'Blue Suburban Skies' takes its name from the Beatles' 'Penny Lane', but doesn't have the song's mixture of the quirky and mundane. That was how it was in suburbia. Now it appears to be Bad Taste Land, devoid of community and spirit, where the gardens are neatly trimmed but only scurrilous activity behind the net curtains relieves the monotony.
Often this tedium is menacing and deathly, with shades of TS Eliot's grubby bedsit world. Stephen Turner's photographs are bare, soulless, head-on shots of drab suburban homes, all garish yellow new brick - kind of neo-Barratt 'n' Alan Partridge. Beneath them are short lines of text, like snippets of conversation over the garden fence, detailing the horrific scenes behind the oh-so-staid facades. 'Why not invite your girlfriend over so we can have some three-way sex, he asked his bedmate,' begins one. 'That didn't seem like such a good idea. Pumping four shots in her head seemed like a better one.'
On one level, this sounds like Quentin Tarantino, or the narrative voice of Robinson in Patrick Keiller's 'London' and 'Robinson in Space', commenting on an image in a deadpan way to defamiliarise the subject. On another, it connects with the cliche key-party and wife-swapping notion of the suburbs. And this feeling of suburbia as the chosen home for indecency and illicit sex continues in the work of Bridget Smith.
In her Glamour Studio photographs, what at first sight appear simply to be exhibitions of bad taste are the sets for - presumably - amateur 'glamour' photography. There is an artificial recreation of a sports changing room, with an unlikely squash and tennis racquet hanging on the wall. There is a bedroom replete with blue satin bedcovers, ancient lipstick- red telephone, and gaudy curtains. And a tacky chaise longue image even includes a tawdry sign on the wall: 'You must not use baby oil when modelling in the backdrops'.
Bad taste is definitely to the fore in Nathan Coley's Villa Savoye. This hugely enjoyable audio/slide-show installation is deeply ironic in simultaneously transmitting a spoken description of Corb's great work and images of yet another 'executive-style' suburban home. While the volume housebuilder's offering is given the status of an architectural lecture, the sad aspirations of Mr and Mrs Housebuyer are highlighted. It's a powerful piece, but one feels that it is both preaching to a converted, middle-class, central London audience - and a little sneering.
A different and complex theme of suburbia, this time in the very specific North London borough of Barnet, is explored by architect Eyal Weizman, and Manuel Herz. In a long series of 'snaps', a collection of objectors' letters and displayed news cuttings, the pair chart the history of a long- running attempt to build an 'eruv'. This involves erecting about 30 'gates' made of poles and a fishing line, to mark a boundary in the borough inside which Orthodox Jews may carry objects and push prams etc on the Sabbath.
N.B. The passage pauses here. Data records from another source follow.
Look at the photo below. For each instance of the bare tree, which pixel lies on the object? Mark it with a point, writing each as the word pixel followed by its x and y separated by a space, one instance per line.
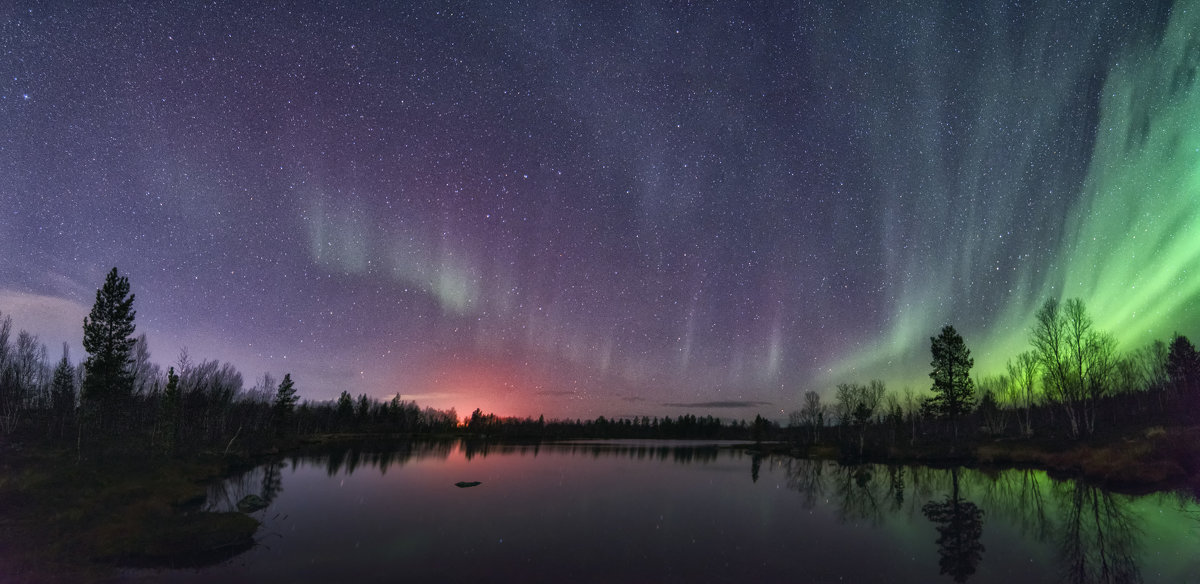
pixel 813 414
pixel 1023 374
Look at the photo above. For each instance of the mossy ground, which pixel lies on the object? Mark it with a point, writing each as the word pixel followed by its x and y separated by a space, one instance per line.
pixel 75 521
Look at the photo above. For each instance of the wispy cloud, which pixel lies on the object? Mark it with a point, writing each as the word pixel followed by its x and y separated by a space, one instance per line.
pixel 717 404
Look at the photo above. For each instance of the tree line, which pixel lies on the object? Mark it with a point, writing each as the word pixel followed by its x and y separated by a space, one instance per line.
pixel 118 399
pixel 1072 383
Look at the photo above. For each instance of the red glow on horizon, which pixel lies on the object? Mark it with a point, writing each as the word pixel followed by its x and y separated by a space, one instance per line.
pixel 491 385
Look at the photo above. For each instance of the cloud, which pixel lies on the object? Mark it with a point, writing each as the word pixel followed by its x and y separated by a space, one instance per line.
pixel 717 404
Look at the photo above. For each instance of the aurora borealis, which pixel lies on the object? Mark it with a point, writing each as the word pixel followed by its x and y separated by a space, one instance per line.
pixel 582 209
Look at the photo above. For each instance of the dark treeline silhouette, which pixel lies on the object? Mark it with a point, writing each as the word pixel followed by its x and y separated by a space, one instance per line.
pixel 117 399
pixel 1072 384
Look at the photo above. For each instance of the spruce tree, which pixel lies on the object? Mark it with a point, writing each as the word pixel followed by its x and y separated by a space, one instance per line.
pixel 952 375
pixel 285 403
pixel 108 339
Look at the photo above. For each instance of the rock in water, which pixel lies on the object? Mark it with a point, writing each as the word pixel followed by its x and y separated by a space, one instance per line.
pixel 250 504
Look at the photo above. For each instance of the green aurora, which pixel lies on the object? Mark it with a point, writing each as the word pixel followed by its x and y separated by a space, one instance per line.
pixel 1129 245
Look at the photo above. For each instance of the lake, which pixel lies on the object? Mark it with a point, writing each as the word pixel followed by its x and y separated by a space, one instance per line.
pixel 658 512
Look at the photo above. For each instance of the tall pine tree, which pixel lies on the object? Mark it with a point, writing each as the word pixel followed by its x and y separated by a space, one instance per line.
pixel 285 403
pixel 952 375
pixel 108 339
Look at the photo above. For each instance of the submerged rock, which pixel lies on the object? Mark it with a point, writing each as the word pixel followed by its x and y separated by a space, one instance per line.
pixel 250 504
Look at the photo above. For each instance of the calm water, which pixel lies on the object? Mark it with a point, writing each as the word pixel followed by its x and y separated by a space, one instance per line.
pixel 661 512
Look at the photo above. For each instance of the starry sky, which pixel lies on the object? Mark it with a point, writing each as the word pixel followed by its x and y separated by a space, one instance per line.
pixel 579 209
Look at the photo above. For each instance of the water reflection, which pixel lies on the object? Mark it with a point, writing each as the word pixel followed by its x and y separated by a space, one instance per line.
pixel 1095 534
pixel 1098 536
pixel 682 512
pixel 959 529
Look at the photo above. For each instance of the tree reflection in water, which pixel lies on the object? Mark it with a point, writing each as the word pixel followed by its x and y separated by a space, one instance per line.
pixel 1099 535
pixel 959 528
pixel 1095 534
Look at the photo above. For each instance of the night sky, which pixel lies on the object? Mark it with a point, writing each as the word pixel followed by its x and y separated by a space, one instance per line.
pixel 577 209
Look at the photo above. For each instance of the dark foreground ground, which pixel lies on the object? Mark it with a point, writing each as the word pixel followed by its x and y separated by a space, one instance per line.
pixel 64 519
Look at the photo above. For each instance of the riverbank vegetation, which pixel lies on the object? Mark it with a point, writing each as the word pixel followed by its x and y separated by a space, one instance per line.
pixel 107 458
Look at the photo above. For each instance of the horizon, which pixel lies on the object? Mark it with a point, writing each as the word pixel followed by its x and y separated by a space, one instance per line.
pixel 619 211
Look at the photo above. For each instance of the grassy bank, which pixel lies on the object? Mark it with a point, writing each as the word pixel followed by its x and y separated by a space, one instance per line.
pixel 67 521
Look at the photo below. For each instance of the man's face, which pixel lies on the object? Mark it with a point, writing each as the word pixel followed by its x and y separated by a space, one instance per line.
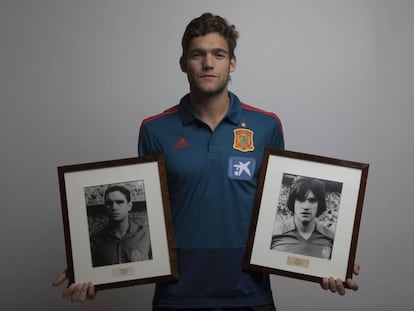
pixel 208 64
pixel 306 208
pixel 117 206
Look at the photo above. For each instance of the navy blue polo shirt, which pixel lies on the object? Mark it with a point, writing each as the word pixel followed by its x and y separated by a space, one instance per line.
pixel 212 177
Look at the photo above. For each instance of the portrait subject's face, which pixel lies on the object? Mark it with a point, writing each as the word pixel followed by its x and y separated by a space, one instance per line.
pixel 117 206
pixel 306 208
pixel 208 64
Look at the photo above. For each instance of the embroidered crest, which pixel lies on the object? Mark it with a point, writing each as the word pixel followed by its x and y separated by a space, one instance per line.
pixel 243 140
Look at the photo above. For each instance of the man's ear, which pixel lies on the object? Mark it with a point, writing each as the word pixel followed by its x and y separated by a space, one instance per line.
pixel 183 64
pixel 233 63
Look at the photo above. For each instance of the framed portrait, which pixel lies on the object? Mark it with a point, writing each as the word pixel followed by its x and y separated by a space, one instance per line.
pixel 306 217
pixel 117 222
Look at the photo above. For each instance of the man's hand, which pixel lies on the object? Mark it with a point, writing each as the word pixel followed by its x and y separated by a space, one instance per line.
pixel 76 292
pixel 337 286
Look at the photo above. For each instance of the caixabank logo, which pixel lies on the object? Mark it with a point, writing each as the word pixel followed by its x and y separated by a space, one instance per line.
pixel 241 168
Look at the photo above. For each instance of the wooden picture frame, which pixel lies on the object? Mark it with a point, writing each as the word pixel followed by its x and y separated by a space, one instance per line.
pixel 95 250
pixel 276 243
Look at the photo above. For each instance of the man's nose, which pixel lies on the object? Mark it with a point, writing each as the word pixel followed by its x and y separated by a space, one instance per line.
pixel 208 61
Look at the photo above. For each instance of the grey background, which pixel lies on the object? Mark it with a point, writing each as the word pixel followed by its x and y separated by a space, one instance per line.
pixel 78 77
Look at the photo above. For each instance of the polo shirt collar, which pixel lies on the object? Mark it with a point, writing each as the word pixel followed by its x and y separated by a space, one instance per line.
pixel 187 115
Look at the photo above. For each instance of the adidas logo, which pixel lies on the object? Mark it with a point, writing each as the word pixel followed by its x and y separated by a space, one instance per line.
pixel 181 143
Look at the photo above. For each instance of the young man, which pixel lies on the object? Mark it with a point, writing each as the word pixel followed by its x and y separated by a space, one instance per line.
pixel 303 233
pixel 213 146
pixel 121 240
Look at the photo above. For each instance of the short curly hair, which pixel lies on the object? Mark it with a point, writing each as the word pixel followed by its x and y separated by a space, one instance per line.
pixel 209 23
pixel 124 190
pixel 301 188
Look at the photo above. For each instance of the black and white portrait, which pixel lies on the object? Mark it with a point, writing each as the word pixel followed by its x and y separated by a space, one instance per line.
pixel 306 216
pixel 118 223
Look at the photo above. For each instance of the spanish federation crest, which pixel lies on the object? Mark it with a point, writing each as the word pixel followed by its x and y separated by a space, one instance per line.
pixel 243 140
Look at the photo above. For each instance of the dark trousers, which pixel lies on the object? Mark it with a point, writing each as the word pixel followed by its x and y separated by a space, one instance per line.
pixel 255 308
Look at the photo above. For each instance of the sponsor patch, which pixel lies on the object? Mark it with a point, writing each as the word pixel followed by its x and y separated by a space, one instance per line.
pixel 241 168
pixel 243 140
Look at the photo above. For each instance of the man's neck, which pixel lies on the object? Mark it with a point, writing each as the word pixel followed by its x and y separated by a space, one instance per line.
pixel 210 109
pixel 305 229
pixel 119 229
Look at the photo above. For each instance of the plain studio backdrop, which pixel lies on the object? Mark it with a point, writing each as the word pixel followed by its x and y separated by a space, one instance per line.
pixel 78 77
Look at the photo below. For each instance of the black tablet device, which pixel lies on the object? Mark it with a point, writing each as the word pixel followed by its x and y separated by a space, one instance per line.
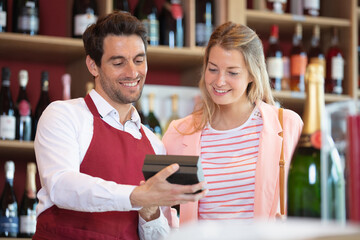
pixel 190 171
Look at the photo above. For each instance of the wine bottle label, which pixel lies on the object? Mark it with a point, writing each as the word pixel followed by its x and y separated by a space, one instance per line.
pixel 28 222
pixel 2 19
pixel 298 65
pixel 275 67
pixel 24 108
pixel 7 127
pixel 337 70
pixel 200 33
pixel 153 30
pixel 82 21
pixel 320 61
pixel 9 224
pixel 28 23
pixel 311 140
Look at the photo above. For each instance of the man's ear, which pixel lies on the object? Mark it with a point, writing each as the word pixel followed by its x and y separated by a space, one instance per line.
pixel 92 67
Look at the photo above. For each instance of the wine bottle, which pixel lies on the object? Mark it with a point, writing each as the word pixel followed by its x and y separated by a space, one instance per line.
pixel 146 11
pixel 85 13
pixel 26 16
pixel 171 24
pixel 174 110
pixel 7 108
pixel 204 21
pixel 277 6
pixel 3 15
pixel 312 7
pixel 334 66
pixel 153 122
pixel 304 193
pixel 27 213
pixel 316 54
pixel 143 118
pixel 121 5
pixel 274 60
pixel 66 81
pixel 298 61
pixel 23 109
pixel 43 102
pixel 296 7
pixel 9 221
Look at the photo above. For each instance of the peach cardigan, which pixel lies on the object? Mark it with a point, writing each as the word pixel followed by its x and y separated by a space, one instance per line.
pixel 267 168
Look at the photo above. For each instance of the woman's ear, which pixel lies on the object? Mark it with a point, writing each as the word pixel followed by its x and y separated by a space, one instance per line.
pixel 92 67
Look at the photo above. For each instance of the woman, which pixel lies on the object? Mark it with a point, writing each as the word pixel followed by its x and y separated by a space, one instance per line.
pixel 235 131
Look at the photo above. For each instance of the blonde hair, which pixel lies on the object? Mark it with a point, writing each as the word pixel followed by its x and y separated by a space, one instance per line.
pixel 235 36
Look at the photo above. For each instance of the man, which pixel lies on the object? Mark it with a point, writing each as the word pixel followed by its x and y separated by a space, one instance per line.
pixel 90 151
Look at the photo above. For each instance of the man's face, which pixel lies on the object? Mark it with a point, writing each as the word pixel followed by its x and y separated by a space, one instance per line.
pixel 123 69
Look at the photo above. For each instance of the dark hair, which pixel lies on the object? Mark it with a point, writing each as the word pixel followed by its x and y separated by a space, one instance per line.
pixel 117 23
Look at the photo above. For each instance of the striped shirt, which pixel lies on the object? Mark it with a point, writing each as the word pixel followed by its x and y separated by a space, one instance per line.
pixel 229 161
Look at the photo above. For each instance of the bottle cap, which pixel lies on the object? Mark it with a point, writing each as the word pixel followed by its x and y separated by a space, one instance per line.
pixel 9 166
pixel 23 78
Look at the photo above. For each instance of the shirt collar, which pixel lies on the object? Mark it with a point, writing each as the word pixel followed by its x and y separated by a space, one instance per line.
pixel 104 108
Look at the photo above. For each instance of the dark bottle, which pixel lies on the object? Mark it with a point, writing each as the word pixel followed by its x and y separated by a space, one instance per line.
pixel 27 212
pixel 7 108
pixel 143 118
pixel 43 102
pixel 26 16
pixel 204 21
pixel 298 61
pixel 316 54
pixel 23 110
pixel 312 7
pixel 274 62
pixel 85 13
pixel 3 15
pixel 334 66
pixel 276 6
pixel 146 11
pixel 9 221
pixel 121 5
pixel 304 188
pixel 171 24
pixel 153 122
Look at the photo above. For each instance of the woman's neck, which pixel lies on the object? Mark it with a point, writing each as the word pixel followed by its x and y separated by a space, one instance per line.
pixel 232 116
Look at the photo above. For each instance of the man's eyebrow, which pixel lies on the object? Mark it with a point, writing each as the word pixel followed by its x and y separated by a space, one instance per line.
pixel 122 57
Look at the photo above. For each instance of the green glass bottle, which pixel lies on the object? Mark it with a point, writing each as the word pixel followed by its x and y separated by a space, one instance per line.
pixel 304 187
pixel 153 122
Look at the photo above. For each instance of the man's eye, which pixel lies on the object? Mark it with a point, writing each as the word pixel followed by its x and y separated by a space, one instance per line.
pixel 139 60
pixel 233 73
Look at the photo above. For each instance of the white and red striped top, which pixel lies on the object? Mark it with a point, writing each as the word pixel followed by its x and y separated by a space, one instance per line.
pixel 229 161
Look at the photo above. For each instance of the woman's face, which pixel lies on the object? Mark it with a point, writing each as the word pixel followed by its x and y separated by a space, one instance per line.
pixel 226 76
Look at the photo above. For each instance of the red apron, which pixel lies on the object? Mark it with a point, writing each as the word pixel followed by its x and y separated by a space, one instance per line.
pixel 113 155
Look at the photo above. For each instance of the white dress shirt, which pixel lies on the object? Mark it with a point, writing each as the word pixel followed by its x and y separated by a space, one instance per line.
pixel 63 136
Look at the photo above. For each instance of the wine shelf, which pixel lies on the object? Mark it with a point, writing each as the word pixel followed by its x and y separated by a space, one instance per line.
pixel 261 20
pixel 62 50
pixel 17 150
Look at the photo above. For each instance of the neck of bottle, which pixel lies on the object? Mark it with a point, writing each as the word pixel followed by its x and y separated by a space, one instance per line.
pixel 314 106
pixel 30 185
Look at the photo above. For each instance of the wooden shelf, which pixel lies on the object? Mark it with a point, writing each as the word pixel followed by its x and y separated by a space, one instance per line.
pixel 17 150
pixel 21 47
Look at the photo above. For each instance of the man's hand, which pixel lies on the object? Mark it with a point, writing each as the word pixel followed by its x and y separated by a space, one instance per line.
pixel 156 191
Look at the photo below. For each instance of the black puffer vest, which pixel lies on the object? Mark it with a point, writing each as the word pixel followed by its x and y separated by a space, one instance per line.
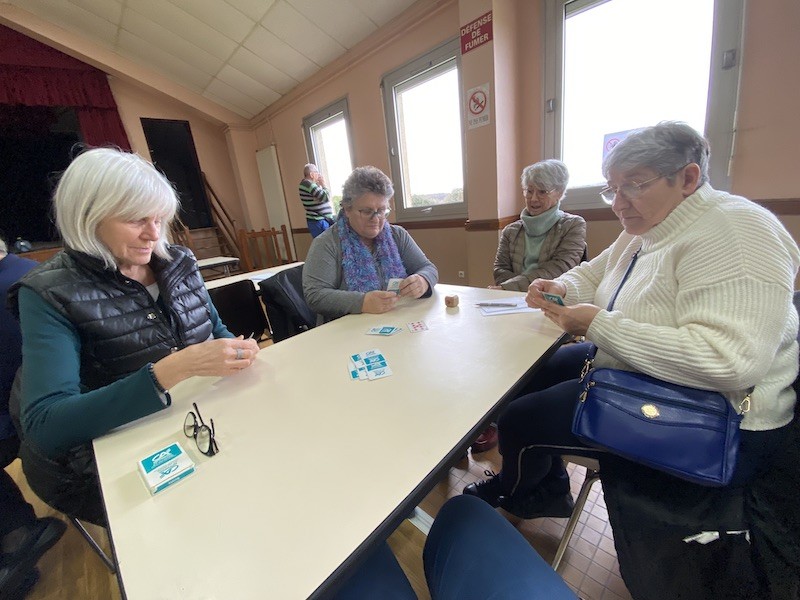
pixel 121 327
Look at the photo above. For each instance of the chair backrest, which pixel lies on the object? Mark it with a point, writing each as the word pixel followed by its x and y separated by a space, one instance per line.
pixel 287 310
pixel 240 308
pixel 796 384
pixel 261 249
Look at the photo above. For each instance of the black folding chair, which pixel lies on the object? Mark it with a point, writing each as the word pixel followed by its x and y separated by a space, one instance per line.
pixel 287 310
pixel 240 308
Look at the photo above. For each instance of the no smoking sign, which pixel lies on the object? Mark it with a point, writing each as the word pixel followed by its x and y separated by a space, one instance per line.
pixel 478 106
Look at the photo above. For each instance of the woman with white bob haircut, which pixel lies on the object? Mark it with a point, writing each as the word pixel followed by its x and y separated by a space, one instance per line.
pixel 545 241
pixel 109 324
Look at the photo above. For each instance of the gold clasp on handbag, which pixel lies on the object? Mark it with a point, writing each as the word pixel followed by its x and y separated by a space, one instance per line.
pixel 587 366
pixel 585 391
pixel 650 411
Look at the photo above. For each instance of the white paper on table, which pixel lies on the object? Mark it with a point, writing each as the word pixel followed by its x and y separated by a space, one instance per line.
pixel 262 277
pixel 519 307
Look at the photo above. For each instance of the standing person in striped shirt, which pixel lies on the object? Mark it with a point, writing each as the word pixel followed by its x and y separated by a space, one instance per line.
pixel 316 200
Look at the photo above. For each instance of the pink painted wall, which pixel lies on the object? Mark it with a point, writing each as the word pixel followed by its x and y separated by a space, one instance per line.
pixel 767 154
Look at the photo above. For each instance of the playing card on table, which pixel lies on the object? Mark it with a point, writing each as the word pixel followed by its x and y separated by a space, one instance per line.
pixel 383 330
pixel 379 373
pixel 368 365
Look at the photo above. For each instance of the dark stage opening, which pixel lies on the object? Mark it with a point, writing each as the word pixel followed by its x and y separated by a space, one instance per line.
pixel 36 143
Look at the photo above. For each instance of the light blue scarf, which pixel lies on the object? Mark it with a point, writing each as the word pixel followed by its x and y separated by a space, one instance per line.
pixel 536 228
pixel 359 264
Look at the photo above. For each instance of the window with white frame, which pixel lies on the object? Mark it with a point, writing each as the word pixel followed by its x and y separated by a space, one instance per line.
pixel 422 101
pixel 616 65
pixel 327 133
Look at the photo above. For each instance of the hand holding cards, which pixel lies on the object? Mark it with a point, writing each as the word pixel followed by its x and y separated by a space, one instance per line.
pixel 553 298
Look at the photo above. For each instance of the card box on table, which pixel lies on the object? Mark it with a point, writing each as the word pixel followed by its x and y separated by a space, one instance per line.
pixel 164 467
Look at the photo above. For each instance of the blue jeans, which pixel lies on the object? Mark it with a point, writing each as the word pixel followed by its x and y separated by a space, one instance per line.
pixel 471 553
pixel 536 429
This sort of activity is otherwise not permitted by the religion.
Weizman (ex-Architectural Association) relates how this transfers the city into a 'home' and is all about redefining space through a legal device.
'The eruv is like a huge act of suburban bricolage,' he says, a 'rereading of the mundane'. And as such, it is fascinating to see the marked opposition of the public to what they think is a territorialising gesture and the planning system's seeming inability to handle such a proposal.
In the entire show, however, there are only two people photographed - a guitar tutor and his charge (Matthew Crawley). There are no models in the glamour studio, no residents among the drab house frontages, and only written comments from objectors to the eruv. Less people, in fact, than punctuate the Beatles' humdrum Penny Lane. The 'community' has disappeared and in its stead are suppressed violence, secret sex, pitched roofs and Englishmen's 'castles'. In the eyes of this exhibition, suburbia is a failed, dehumanised world.